- Native name: Rio Una do Prelado (Portuguese)

Location
- Country: Brazil

Physical characteristics
- • location: São Paulo
- • location: Atlantic ocean
- • coordinates: 24°26′44″S 47°04′45″W﻿ / ﻿24.445548°S 47.079196°W

Basin features
- • left: Cacunduva River

= Una do Prelado River =

The Una do Prelado River (Una do Prelado River) is a river in the state of São Paulo, Brazil.

==Course==

The Una do Prelado River is the largest in the 84,425 ha Juréia-Itatins Ecological Station, a strictly protected area of well-preserved Atlantic Forest created in 1986.
It rises in the Banhado Grande region to the south-west of the Serra da Juréia, and meanders in a north-east direction parallel to the Atlantic coast for 80 km through a low plain between the Serra dos Itatins and the Serra da Juréia. Its main tributary is the Cacunduva River.

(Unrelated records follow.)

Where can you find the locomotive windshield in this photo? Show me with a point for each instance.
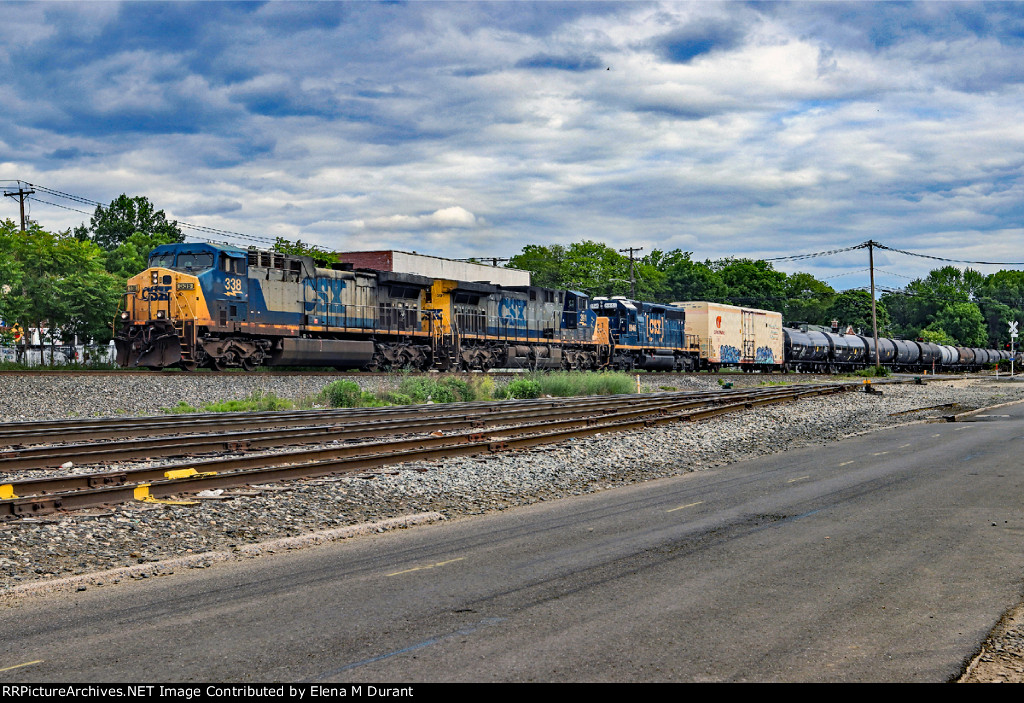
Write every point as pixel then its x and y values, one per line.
pixel 162 260
pixel 186 261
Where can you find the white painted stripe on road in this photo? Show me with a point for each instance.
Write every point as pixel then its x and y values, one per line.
pixel 691 504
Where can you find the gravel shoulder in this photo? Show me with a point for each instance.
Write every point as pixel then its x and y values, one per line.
pixel 100 547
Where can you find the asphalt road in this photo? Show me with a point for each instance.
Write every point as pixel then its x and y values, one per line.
pixel 887 557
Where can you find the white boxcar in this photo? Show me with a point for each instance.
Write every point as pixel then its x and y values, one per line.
pixel 731 336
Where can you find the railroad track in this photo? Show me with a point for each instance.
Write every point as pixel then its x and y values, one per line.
pixel 417 434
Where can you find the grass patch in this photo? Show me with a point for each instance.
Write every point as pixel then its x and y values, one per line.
pixel 256 402
pixel 872 372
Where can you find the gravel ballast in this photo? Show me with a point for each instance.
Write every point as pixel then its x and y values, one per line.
pixel 139 539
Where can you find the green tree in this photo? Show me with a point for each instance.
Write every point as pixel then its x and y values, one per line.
pixel 935 335
pixel 997 317
pixel 596 268
pixel 964 322
pixel 113 225
pixel 752 283
pixel 12 302
pixel 854 308
pixel 299 248
pixel 807 299
pixel 62 283
pixel 686 279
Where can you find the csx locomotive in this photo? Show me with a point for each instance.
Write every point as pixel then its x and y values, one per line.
pixel 220 306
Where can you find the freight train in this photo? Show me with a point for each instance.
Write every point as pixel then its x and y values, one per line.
pixel 221 306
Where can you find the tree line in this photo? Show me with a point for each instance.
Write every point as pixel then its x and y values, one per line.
pixel 73 281
pixel 948 306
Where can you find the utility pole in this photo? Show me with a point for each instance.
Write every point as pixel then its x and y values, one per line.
pixel 20 194
pixel 875 320
pixel 633 280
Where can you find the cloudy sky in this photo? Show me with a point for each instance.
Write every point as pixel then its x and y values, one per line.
pixel 748 129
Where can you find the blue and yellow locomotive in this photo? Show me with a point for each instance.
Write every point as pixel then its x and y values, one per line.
pixel 220 306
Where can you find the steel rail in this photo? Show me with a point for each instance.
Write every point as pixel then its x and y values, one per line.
pixel 104 489
pixel 16 435
pixel 47 456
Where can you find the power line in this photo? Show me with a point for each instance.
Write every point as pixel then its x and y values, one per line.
pixel 797 257
pixel 180 223
pixel 954 261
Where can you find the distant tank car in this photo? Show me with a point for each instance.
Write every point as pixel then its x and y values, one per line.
pixel 221 306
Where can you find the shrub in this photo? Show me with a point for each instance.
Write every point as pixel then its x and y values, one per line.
pixel 444 390
pixel 872 371
pixel 523 389
pixel 342 394
pixel 482 387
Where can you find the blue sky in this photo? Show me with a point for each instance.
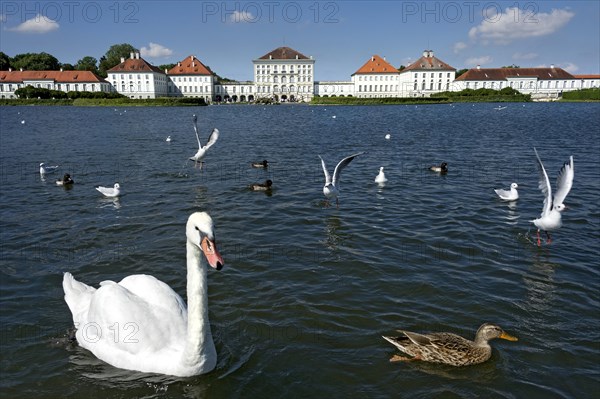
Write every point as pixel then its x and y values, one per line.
pixel 340 35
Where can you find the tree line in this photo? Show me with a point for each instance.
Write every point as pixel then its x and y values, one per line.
pixel 47 62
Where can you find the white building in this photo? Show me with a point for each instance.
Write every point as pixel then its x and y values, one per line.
pixel 61 80
pixel 541 83
pixel 426 76
pixel 334 88
pixel 191 78
pixel 136 78
pixel 376 78
pixel 234 92
pixel 588 81
pixel 284 74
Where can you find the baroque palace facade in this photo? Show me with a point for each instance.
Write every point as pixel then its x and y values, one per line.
pixel 286 75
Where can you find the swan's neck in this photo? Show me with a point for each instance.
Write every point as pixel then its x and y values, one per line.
pixel 199 345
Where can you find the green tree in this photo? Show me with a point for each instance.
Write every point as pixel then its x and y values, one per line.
pixel 87 64
pixel 35 62
pixel 4 62
pixel 113 57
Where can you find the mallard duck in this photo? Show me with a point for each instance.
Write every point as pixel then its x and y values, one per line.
pixel 443 168
pixel 262 186
pixel 263 164
pixel 448 348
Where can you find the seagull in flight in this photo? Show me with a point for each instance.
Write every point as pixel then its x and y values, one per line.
pixel 330 189
pixel 550 219
pixel 212 139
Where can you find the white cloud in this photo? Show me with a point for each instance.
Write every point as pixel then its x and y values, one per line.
pixel 485 59
pixel 514 24
pixel 525 56
pixel 242 16
pixel 155 51
pixel 37 24
pixel 459 46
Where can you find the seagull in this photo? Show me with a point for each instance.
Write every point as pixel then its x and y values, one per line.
pixel 65 181
pixel 550 219
pixel 110 192
pixel 47 169
pixel 263 164
pixel 380 179
pixel 330 189
pixel 266 186
pixel 443 168
pixel 508 195
pixel 214 136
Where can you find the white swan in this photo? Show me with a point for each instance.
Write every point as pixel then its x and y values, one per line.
pixel 508 195
pixel 110 192
pixel 381 179
pixel 141 324
pixel 550 218
pixel 330 189
pixel 212 139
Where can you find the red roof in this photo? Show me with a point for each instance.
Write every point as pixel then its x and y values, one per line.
pixel 376 64
pixel 56 76
pixel 135 65
pixel 428 62
pixel 587 76
pixel 552 73
pixel 284 53
pixel 190 66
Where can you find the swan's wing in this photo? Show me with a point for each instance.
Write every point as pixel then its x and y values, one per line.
pixel 327 177
pixel 196 130
pixel 544 185
pixel 214 136
pixel 341 165
pixel 564 182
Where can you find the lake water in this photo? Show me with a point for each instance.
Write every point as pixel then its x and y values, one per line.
pixel 308 290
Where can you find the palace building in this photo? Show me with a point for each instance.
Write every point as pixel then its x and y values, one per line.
pixel 286 75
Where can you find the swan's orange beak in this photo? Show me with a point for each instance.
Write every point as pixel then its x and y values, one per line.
pixel 212 254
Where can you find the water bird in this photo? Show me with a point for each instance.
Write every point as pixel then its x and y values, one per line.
pixel 263 164
pixel 212 139
pixel 443 168
pixel 550 219
pixel 110 192
pixel 508 195
pixel 267 185
pixel 448 348
pixel 380 179
pixel 330 189
pixel 47 169
pixel 141 324
pixel 65 181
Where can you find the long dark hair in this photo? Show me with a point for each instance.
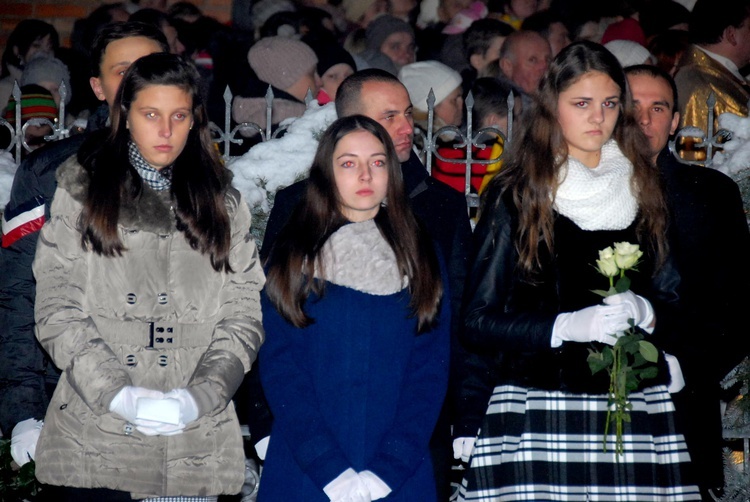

The final section in the east divides the Juréia-Itatins Ecological Station from the Itinguçu State Park, a 5,040 ha conservation unit created in 2006.
Near the sea the river separates into two branches which later recombine, enclosing the Ilha do Ameixal, which holds the Ilha do Ameixal Area of Relevant Ecological Interest.
The Barra do Una lies at the river mouth, in the municipality of Peruíbe, the centre of the Barra do Una Sustainable Development Reserve.

The Una do Prelado River is a blackwater river fed by various streams from the north side of the Serra da Juréia and the Atlantic side of the Serra dos Itatins.
The river is tidal for most of its length, with seawater reaching as far as 30 km from its mouth in dry periods.
There are mangrove swamps up to 5 km from the estuary.